1. Project Objective

  • Develop a GPT-based universal web scraper that intelligently interacts with users, adapts to different website structures, and accurately extracts the desired information.

2. Key Features

a. URL Preprocessing

  • Normalize and validate user-provided URLs.
  • Handle URL redirections and fetch website content.
  • Process and parse the HTML content into a structured DOM tree.

b. GPT-based User Interaction

  • Generate natural language prompts to ask users about their scraping needs.
  • Process user responses to identify their preferences and guide the extraction process.

c. Website Structure Analysis

  • Analyze the website's structure, layout, and metadata to identify target elements and patterns.
  • Leverage GPT to process descriptive text within the website for additional context.

d. Scraper Generation

  • Create a tailored scraper to extract the identified elements and patterns.
  • Apply heuristics or machine learning models to optimize scraper performance.

e. Data Extraction

  • Execute the generated scraper to extract the desired information.
  • Perform data normalization and cleaning as necessary.
  • Allow users to provide feedback to refine the process.

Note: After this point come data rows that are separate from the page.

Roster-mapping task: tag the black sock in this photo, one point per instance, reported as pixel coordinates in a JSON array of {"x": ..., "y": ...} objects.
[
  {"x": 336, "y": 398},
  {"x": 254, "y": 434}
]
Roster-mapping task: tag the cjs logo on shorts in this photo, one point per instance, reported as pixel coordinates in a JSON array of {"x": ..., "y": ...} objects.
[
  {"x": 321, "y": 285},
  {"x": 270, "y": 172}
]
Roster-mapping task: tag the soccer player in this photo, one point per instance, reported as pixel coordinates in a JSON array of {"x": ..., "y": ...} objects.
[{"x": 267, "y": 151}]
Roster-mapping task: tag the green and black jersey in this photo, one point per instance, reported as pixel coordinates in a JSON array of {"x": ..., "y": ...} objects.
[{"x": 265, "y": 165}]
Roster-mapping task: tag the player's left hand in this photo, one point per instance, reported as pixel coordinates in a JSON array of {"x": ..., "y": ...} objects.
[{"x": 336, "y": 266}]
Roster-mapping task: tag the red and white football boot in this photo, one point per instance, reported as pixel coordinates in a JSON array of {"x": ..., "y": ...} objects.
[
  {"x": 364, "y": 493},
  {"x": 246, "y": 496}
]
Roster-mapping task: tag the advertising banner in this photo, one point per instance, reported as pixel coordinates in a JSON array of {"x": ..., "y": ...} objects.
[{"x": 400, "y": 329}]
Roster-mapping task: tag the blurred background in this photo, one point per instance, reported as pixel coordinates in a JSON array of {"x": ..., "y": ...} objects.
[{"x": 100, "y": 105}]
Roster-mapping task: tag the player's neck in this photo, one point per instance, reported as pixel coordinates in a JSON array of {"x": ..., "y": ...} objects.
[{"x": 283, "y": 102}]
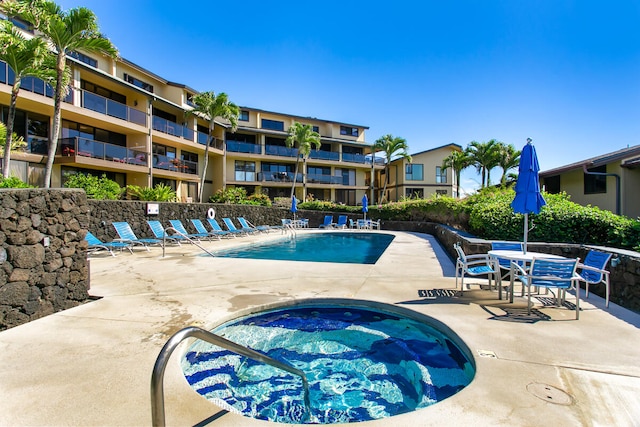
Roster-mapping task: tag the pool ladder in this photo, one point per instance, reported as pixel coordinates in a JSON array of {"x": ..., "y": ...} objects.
[
  {"x": 189, "y": 239},
  {"x": 157, "y": 377}
]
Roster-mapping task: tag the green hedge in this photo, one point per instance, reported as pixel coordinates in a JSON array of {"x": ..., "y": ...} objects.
[{"x": 491, "y": 217}]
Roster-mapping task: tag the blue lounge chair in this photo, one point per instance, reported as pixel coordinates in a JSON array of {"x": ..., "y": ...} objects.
[
  {"x": 96, "y": 244},
  {"x": 216, "y": 227},
  {"x": 126, "y": 234},
  {"x": 328, "y": 222},
  {"x": 232, "y": 227},
  {"x": 505, "y": 264},
  {"x": 160, "y": 233},
  {"x": 552, "y": 273},
  {"x": 592, "y": 271},
  {"x": 476, "y": 265},
  {"x": 246, "y": 224},
  {"x": 179, "y": 227},
  {"x": 200, "y": 228}
]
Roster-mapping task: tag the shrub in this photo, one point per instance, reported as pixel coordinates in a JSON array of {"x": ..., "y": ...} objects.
[
  {"x": 13, "y": 182},
  {"x": 159, "y": 193},
  {"x": 491, "y": 217},
  {"x": 96, "y": 188}
]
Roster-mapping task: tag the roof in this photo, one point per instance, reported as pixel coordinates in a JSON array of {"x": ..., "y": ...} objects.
[
  {"x": 629, "y": 153},
  {"x": 452, "y": 145},
  {"x": 302, "y": 117}
]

f. Scalability and Robustness

  • Handle different website types, structures, and formats.
  • Implement rate limiting, caching, and other optimizations to improve efficiency.

g. Continuous Learning and Improvement

  • Collect user feedback and performance metrics for iterative improvements.
  • Employ transfer learning and other techniques to generalize knowledge across websites.

3. Target Audience

  • Data analysts, data scientists, researchers, developers, and other professionals who need to extract information from websites for various purposes.

4. User Requirements

  • Easy-to-use interface that guides users through the scraping process.
  • Clear instructions and examples to help users understand how to provide input and interpret results.
  • Ability to handle various website structures and formats without requiring extensive user input or customization.
  • Reliable and accurate extraction of the desired information.
  • Robust performance, even when faced with anti-bot measures or other challenges.
  • Continuous improvements and updates based on user feedback and industry trends.